No matter which you choose, however, the aim here is to get you seated low with the wheel and pedals placed optimally and securely for driving. The DIYers here can also try to construct such a ‘rig’ themselves with basic materials (such as wood or even pipes) and some free time as there are plenty of guides and community-shared schematics available.
So yeah. This stuff is legit.
If you already have a recent console such as the PlayStation 4 or Xbox One, you’re already halfway home to completing your sim racing setup. That said, for the best experience, you might want to invest in the newer PlayStation 5 or Xbox Series X to take advantage of the extra processing and graphical horsepower they provide.
Ideally, however, you should be looking at a powerful desktop computer for the most immersive experience. Apart from being upgradable over time, they will work most cohesively with the other products you have invested in.
The newest PCs have CPU clock speeds, core counts, and multi-purpose utility that puts even the newest consoles to shame. Plus you’ll be opening yourself up to features found nowhere else such as support for multiple monitors and high in-game frame rates for high refresh rate monitors.
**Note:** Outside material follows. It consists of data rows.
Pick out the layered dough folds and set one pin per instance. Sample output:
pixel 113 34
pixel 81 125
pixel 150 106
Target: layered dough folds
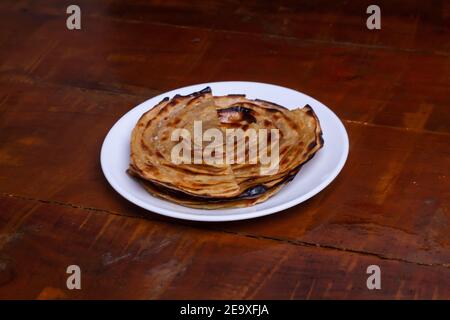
pixel 220 185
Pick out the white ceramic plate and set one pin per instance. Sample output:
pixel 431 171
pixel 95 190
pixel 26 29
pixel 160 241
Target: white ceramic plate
pixel 312 178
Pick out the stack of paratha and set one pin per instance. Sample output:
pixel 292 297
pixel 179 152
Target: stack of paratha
pixel 226 184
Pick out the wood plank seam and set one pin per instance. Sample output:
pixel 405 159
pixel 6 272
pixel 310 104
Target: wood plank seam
pixel 240 234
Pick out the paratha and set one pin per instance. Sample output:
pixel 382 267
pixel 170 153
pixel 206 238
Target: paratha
pixel 224 185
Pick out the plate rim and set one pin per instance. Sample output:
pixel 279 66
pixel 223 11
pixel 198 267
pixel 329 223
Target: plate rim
pixel 225 217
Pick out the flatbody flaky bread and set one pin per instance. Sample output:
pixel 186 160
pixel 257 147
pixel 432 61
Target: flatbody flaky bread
pixel 224 185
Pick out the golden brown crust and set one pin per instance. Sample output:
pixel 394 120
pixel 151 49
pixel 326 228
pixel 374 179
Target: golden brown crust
pixel 227 185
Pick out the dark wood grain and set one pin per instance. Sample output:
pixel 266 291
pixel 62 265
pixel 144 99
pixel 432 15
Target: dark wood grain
pixel 61 91
pixel 122 257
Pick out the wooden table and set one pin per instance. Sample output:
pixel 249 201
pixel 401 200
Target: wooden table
pixel 62 90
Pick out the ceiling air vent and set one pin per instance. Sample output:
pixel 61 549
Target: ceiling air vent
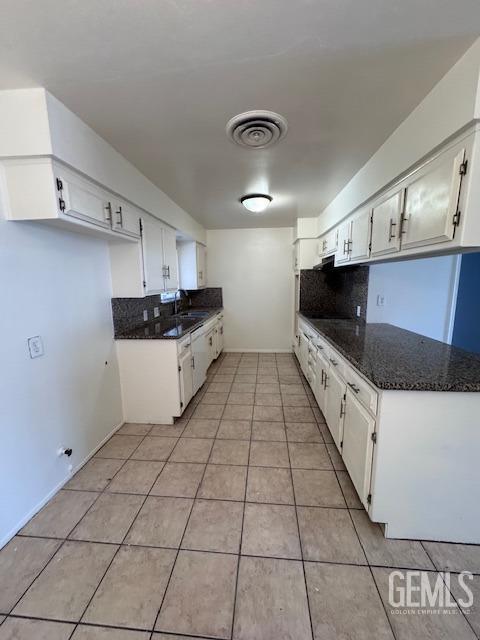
pixel 257 129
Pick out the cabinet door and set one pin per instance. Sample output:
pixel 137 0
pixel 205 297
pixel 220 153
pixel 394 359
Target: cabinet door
pixel 185 374
pixel 320 390
pixel 125 218
pixel 170 259
pixel 386 223
pixel 360 236
pixel 84 201
pixel 431 202
pixel 152 251
pixel 344 242
pixel 335 405
pixel 358 445
pixel 303 353
pixel 220 338
pixel 201 265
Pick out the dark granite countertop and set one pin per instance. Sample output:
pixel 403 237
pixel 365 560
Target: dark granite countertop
pixel 396 359
pixel 171 328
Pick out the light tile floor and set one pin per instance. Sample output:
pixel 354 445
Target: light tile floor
pixel 239 521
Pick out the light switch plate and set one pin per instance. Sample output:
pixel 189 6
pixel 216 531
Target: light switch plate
pixel 35 347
In addition to a higher degree of graphical fidelity, there is also more compatibility with realistic ray-traced graphics as developers build them into their games.
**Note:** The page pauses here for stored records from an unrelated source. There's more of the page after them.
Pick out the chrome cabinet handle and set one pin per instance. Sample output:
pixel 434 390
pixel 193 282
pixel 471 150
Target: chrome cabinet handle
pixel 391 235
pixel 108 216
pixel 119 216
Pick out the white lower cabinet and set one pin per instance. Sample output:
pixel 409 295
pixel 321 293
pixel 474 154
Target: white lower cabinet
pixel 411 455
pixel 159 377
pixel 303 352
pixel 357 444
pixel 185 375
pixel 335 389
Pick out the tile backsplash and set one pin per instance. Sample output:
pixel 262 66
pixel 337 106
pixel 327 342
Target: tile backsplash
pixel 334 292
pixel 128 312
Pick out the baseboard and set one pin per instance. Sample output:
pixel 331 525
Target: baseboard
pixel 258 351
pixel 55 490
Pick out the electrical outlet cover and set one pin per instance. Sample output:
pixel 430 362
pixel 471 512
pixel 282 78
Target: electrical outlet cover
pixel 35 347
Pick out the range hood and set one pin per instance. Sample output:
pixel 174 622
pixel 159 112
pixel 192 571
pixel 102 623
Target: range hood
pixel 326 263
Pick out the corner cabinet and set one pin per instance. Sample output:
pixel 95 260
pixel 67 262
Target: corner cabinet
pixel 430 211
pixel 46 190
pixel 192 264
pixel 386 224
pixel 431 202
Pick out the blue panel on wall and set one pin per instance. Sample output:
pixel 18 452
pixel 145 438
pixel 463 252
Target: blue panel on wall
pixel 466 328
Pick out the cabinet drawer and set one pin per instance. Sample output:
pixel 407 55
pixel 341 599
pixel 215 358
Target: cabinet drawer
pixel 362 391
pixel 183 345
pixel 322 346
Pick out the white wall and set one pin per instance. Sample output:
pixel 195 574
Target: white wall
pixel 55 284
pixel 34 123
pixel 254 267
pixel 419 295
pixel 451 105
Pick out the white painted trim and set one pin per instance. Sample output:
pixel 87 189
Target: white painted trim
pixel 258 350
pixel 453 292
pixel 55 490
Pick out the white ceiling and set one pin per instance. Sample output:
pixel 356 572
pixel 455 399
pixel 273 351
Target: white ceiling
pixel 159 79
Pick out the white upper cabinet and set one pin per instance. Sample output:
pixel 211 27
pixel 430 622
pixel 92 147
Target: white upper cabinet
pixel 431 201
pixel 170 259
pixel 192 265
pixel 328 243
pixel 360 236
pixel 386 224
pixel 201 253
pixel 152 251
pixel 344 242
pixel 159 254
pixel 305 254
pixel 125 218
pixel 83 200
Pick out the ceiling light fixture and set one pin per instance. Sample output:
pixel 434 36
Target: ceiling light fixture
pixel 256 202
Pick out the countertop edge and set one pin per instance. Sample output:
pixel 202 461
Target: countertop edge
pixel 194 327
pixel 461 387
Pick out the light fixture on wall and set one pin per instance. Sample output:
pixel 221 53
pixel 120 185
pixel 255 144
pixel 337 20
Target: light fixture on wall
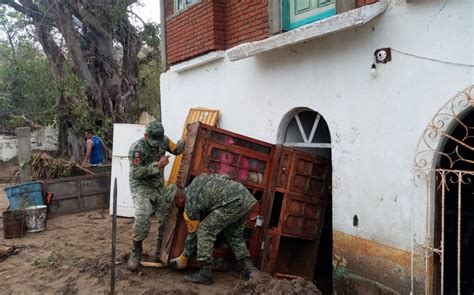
pixel 373 71
pixel 382 55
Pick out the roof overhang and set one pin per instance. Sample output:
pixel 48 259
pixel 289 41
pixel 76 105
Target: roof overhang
pixel 344 21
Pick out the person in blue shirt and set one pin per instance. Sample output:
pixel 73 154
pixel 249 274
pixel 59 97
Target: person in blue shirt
pixel 95 149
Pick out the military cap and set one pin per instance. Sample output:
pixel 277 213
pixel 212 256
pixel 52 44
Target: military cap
pixel 155 132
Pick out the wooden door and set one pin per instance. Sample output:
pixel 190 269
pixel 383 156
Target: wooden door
pixel 295 213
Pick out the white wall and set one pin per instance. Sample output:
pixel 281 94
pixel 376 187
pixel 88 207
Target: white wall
pixel 374 123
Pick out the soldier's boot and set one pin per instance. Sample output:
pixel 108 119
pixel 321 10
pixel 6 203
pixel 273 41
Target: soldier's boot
pixel 134 259
pixel 203 276
pixel 246 268
pixel 156 256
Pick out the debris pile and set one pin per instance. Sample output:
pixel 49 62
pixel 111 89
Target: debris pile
pixel 43 166
pixel 263 283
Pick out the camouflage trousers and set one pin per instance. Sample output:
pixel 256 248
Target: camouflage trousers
pixel 228 220
pixel 147 201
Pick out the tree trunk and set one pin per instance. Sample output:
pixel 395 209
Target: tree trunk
pixel 90 32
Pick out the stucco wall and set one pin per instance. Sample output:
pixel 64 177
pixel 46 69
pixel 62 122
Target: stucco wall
pixel 375 123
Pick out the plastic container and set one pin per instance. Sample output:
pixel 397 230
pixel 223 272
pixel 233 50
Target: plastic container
pixel 35 218
pixel 13 224
pixel 25 195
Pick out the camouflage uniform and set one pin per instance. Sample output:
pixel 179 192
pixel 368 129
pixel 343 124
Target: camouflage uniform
pixel 147 182
pixel 225 203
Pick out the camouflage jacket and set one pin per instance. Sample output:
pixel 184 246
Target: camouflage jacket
pixel 208 192
pixel 142 156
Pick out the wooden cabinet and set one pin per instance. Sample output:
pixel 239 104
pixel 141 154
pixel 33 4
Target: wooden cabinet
pixel 289 185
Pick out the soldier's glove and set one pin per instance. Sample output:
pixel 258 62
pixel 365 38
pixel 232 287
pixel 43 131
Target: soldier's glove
pixel 180 262
pixel 179 200
pixel 192 225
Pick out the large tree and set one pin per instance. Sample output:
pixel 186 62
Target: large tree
pixel 93 50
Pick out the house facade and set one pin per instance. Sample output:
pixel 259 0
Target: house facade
pixel 383 89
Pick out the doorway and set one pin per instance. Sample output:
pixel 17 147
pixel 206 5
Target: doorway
pixel 454 215
pixel 306 130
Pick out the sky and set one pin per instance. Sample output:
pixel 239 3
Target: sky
pixel 148 10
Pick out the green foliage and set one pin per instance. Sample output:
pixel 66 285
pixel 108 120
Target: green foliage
pixel 28 93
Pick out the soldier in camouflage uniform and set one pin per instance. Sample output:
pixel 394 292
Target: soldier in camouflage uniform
pixel 225 205
pixel 149 193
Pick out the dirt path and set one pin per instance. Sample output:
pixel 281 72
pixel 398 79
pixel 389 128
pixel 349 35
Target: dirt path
pixel 73 256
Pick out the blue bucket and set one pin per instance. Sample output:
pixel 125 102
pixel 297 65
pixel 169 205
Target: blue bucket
pixel 25 195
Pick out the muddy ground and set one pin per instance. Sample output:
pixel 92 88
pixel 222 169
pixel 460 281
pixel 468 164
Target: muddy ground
pixel 73 257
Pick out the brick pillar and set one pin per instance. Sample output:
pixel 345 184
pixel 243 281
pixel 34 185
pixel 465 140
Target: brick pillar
pixel 24 152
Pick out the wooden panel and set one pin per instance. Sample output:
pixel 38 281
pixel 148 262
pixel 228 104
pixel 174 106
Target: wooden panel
pixel 283 169
pixel 206 116
pixel 208 149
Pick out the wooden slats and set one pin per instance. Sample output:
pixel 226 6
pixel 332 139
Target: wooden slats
pixel 206 116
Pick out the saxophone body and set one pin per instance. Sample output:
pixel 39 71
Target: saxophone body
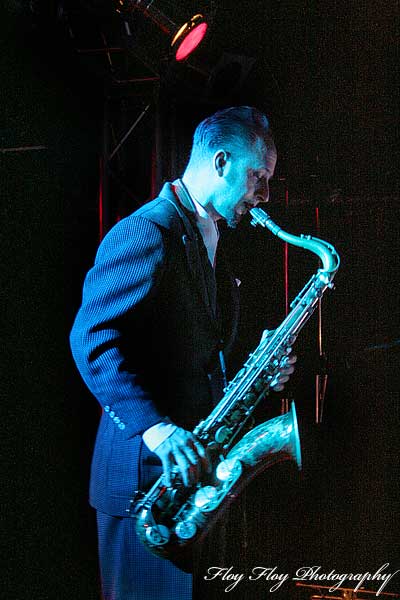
pixel 169 520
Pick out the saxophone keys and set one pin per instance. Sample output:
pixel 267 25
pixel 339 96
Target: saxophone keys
pixel 206 498
pixel 229 469
pixel 157 535
pixel 222 434
pixel 185 530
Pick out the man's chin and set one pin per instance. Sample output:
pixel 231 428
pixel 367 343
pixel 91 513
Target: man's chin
pixel 235 219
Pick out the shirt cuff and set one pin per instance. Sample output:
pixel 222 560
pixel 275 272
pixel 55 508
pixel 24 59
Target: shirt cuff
pixel 156 435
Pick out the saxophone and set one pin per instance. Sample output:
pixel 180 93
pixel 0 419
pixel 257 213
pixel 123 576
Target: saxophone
pixel 169 520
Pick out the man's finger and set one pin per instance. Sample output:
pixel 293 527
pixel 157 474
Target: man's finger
pixel 167 463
Building your computer to spec can be a rewarding experience while potentially saving you some money compared to buying one pre-made. Be warned, though, as the price of standalone higher-end GPUs and processors has skyrocketed in the past year thanks to surging demand and a global semiconductor shortage.
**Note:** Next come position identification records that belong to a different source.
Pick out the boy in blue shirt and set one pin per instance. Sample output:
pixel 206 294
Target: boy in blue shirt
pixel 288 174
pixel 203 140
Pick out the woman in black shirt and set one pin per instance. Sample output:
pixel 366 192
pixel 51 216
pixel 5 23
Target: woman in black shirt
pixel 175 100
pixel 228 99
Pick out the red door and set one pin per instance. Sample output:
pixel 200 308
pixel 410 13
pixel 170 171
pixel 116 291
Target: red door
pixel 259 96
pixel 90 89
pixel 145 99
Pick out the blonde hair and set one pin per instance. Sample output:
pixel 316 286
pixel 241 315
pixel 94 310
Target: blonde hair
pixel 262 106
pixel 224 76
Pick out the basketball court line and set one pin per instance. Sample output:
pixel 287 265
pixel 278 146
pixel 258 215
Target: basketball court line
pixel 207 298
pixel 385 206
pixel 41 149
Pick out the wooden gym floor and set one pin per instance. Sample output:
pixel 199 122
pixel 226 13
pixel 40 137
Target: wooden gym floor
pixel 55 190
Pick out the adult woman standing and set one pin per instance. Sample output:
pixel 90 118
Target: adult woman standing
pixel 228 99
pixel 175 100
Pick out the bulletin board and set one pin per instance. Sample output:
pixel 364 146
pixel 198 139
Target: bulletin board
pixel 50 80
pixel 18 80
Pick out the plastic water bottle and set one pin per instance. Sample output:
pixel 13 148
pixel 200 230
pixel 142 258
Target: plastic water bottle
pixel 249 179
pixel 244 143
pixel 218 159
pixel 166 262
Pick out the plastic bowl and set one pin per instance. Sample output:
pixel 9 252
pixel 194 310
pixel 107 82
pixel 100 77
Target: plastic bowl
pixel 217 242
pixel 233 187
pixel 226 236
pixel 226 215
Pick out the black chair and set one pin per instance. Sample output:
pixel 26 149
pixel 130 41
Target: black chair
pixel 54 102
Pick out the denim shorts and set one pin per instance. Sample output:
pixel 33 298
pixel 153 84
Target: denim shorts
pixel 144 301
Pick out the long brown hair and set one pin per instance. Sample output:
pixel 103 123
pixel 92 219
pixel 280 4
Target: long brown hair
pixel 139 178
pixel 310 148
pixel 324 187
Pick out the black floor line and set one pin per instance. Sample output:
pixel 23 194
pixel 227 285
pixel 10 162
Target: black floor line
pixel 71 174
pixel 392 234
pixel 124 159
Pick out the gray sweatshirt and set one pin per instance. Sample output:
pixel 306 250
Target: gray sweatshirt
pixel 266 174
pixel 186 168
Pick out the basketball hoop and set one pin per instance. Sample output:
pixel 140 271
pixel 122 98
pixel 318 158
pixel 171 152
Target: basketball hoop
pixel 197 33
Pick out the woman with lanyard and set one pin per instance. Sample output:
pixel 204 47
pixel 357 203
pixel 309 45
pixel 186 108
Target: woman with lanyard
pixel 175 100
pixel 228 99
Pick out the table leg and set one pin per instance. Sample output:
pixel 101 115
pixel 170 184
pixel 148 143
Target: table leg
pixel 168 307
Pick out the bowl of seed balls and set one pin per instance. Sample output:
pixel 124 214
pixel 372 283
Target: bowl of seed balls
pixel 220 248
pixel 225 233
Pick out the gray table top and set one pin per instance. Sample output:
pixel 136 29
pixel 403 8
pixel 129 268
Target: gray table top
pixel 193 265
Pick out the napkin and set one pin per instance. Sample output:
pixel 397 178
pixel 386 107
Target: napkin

Your choice of platform will also dictate which wheel and pedal you’ll choose as, for the most part, those made to support the PS4/PS5 will not be usable on the Xbox One/Series, and vice versa. That said, most do have universal support for PCs.
You’ll need to play around with placement of a large monitor (or many smaller ones) or TV to get the right viewing experience relative to your ‘cockpit’, computing hardware, and living space. There are plenty of options here but getting to a decent starting point shouldn’t be too difficult. Maybe even a VR headset and a good pair of headphones if you can keep the nausea and claustrophobia at bay.
Another advantage of the PC platform is the plethora of sim racing titles on offer, many of which can be purchased digitally for much less than their retail price during a sale. Not only do the newest features and updates tend to arrive here first, but you can even play much older titles if that catches your fancy.
With the 2 consoles, you’ll naturally still get the majority of current racing sim titles. However, note that Sony-exclusive titles such as Gran Turismo Sport and the upcoming Gran Turismo 7 will be confined to the Playstation, in case that’s a deal-breaker.
As both Xbox and Windows are Microsoft-owned platforms however, racing games such as Forza Motorsport and the Forza Horizon series are offered on both, requiring no additional purchase in between platforms. This means that if you’re accustomed to playing those racing titles on Xbox, you can download and play the PC version at no extra charge.
While platform-exclusive racing games are great, these games below are considered to be the industry standard in simulation racing:
Assetto Corsa Competizione - Windows PC, Xbox, Playstation
Project CARS 2 - Windows PC, Xbox, Playstation
iRacing (subscription required) - Windows PC, Xbox, Playstation
DiRT Rally 2.0 - Windows PC, Xbox, Playstation
Grid (2019) - Windows PC, Xbox, Playstation
Dirt 5 - Windows PC, Xbox, Playstation
Wreckfest - Windows PC, Xbox, Playstation
F1 2020 - Windows PC, Xbox, Playstation
And there you have it, the guide to setting up your own racing sim at home and tackling the Nordschleife.
There's just something about cars. It's a conveyance, it's a liability, it's a tool; but it can also be a source of joy, pride, inspiration and passion. It's much like clothes versus fashion. And like the latter, the pursuit of perfection never ends.